KAWS bringt Comic-Kunst auf limitierte Sacher-Torte

KAWS (Künstler) und Alexandra Winkler (Sacher Co-Eigentümerin). | ©Hotel Sacher

Die weltberühmte Original Sacher-Torte erhält in diesem Jahr ein ganz besonderes Gewand: Für die 18. Sacher Artists‘ Collection konnte mit KAWS ein international gefeierter Künstler gewonnen werden.
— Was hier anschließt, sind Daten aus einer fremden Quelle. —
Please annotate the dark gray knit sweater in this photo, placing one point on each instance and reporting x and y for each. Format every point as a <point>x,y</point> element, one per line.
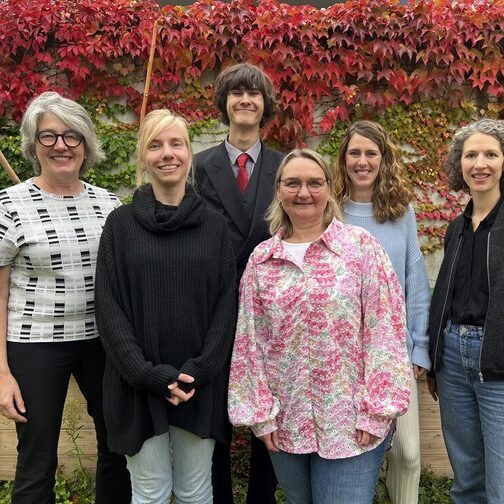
<point>165,305</point>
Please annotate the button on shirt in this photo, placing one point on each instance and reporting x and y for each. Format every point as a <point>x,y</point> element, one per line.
<point>470,288</point>
<point>320,351</point>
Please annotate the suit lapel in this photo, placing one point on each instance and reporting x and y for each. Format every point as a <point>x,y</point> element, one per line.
<point>221,175</point>
<point>265,192</point>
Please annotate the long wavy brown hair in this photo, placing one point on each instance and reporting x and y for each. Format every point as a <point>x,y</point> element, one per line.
<point>392,192</point>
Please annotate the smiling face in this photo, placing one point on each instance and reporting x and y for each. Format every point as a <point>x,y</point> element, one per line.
<point>245,107</point>
<point>58,163</point>
<point>167,160</point>
<point>482,163</point>
<point>303,207</point>
<point>362,160</point>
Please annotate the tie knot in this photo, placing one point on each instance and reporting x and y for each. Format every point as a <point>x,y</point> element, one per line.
<point>242,176</point>
<point>242,160</point>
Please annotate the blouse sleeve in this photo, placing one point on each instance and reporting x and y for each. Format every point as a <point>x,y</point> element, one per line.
<point>250,401</point>
<point>385,388</point>
<point>8,247</point>
<point>219,337</point>
<point>114,326</point>
<point>417,294</point>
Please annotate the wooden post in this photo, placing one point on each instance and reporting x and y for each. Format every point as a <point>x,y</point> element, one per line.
<point>8,168</point>
<point>149,70</point>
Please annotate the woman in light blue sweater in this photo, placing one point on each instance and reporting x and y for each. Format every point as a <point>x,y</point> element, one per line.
<point>371,185</point>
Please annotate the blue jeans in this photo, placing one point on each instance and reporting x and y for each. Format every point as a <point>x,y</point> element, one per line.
<point>309,478</point>
<point>472,419</point>
<point>177,460</point>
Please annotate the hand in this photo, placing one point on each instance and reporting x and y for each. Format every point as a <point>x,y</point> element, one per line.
<point>11,400</point>
<point>365,438</point>
<point>271,441</point>
<point>177,395</point>
<point>418,371</point>
<point>432,386</point>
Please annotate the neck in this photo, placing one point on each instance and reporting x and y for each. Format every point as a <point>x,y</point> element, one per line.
<point>306,232</point>
<point>169,195</point>
<point>365,196</point>
<point>483,204</point>
<point>63,187</point>
<point>243,138</point>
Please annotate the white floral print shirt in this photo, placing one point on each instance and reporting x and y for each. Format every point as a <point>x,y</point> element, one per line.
<point>320,351</point>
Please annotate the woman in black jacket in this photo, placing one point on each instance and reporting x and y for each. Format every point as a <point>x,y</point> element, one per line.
<point>165,295</point>
<point>467,319</point>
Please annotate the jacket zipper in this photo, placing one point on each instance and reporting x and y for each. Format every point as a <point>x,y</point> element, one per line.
<point>489,293</point>
<point>445,301</point>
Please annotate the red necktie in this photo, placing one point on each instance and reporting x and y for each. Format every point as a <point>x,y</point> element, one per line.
<point>242,176</point>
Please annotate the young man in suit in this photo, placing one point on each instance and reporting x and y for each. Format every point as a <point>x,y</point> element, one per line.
<point>237,178</point>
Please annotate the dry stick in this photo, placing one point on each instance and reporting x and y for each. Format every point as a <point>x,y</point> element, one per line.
<point>8,169</point>
<point>149,70</point>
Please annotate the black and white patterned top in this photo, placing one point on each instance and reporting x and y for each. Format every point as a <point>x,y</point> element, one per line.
<point>51,242</point>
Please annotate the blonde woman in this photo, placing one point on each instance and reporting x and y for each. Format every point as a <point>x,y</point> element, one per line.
<point>166,311</point>
<point>319,367</point>
<point>371,185</point>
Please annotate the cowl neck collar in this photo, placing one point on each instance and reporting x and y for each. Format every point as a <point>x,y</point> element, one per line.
<point>187,214</point>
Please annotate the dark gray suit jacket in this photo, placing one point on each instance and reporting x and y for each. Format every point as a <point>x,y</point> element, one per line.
<point>217,186</point>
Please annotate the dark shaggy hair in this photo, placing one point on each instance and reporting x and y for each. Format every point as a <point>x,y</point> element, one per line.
<point>244,75</point>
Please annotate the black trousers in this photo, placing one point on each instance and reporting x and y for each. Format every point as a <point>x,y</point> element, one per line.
<point>43,371</point>
<point>262,480</point>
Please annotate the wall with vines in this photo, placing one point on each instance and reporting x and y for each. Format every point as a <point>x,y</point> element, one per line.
<point>421,69</point>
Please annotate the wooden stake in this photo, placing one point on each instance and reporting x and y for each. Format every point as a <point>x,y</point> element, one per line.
<point>149,70</point>
<point>8,169</point>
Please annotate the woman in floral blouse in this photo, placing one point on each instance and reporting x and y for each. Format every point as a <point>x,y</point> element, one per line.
<point>320,367</point>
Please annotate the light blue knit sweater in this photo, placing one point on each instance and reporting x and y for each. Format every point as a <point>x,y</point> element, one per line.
<point>400,241</point>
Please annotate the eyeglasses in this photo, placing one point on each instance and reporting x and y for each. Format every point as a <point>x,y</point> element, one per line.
<point>293,186</point>
<point>71,139</point>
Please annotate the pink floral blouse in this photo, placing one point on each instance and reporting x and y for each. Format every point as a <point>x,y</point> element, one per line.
<point>320,351</point>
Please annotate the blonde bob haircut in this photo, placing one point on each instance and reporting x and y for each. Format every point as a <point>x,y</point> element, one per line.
<point>392,192</point>
<point>153,124</point>
<point>277,218</point>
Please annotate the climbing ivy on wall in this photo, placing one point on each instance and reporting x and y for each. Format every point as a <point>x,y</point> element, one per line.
<point>421,69</point>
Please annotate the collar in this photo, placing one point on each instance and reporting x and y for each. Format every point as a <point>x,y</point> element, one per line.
<point>489,219</point>
<point>233,152</point>
<point>331,239</point>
Mit der diesjährigen Sonderedition setzt das Traditionshaus Sacher seine enge Verbindung von Kunst und Kulinarik konsequent fort. Das ausgewählte Motiv trägt den Titel „SPOKE TOO SOON“ und zeigt die bekannte Figur „COMPANION“, wie sie sich aus einem Trümmerhaufen emporkämpft. Zu haben ist die limitierte Edition um 80 Euro – sowohl online als auch in den Sacher-Standorten in Wien, Salzburg und Seefeld.

Kunst trifft Torte

Seit 2009 gestaltet alljährlich ein internationaler Künstler oder eine Künstlerin die Holzkiste der Original Sacher-Torte. Rund 16.000 dieser begehrten Sammlerstücke wechselten seither bereits den Besitzer. Sacher-Co-Eigentümerin Alexandra Winkler zeigt sich über die Zusammenarbeit hocherfreut: „Mit KAWS gelingt uns dieser Dialog zwischen Geschichte und Gegenwart auf besonders spannende Weise.“

Weltstar der Contemporary Art

Der US-amerikanische Künstler KAWS zählt zu den bekanntesten Namen der zeitgenössischen Kunst. In seinen Werken verschmelzen Popkultur, Comic-Ästhetik und moderne Kunst – allen voran seine überdimensionalen Skulpturen und unverkennbaren Cartoon-Figuren genießen weltweit Bekanntheit. Auch für KAWS selbst ist das Projekt mehr als bloß eine kreative Kooperation: „It was a great opportunity to do something good for charity.“ Wer tiefer in sein Schaffen eintauchen möchte, kann die Ausstellung „KAWS. Art & Comix“ in der Albertina Modern in Wien noch bis zum 27. September 2026 besuchen.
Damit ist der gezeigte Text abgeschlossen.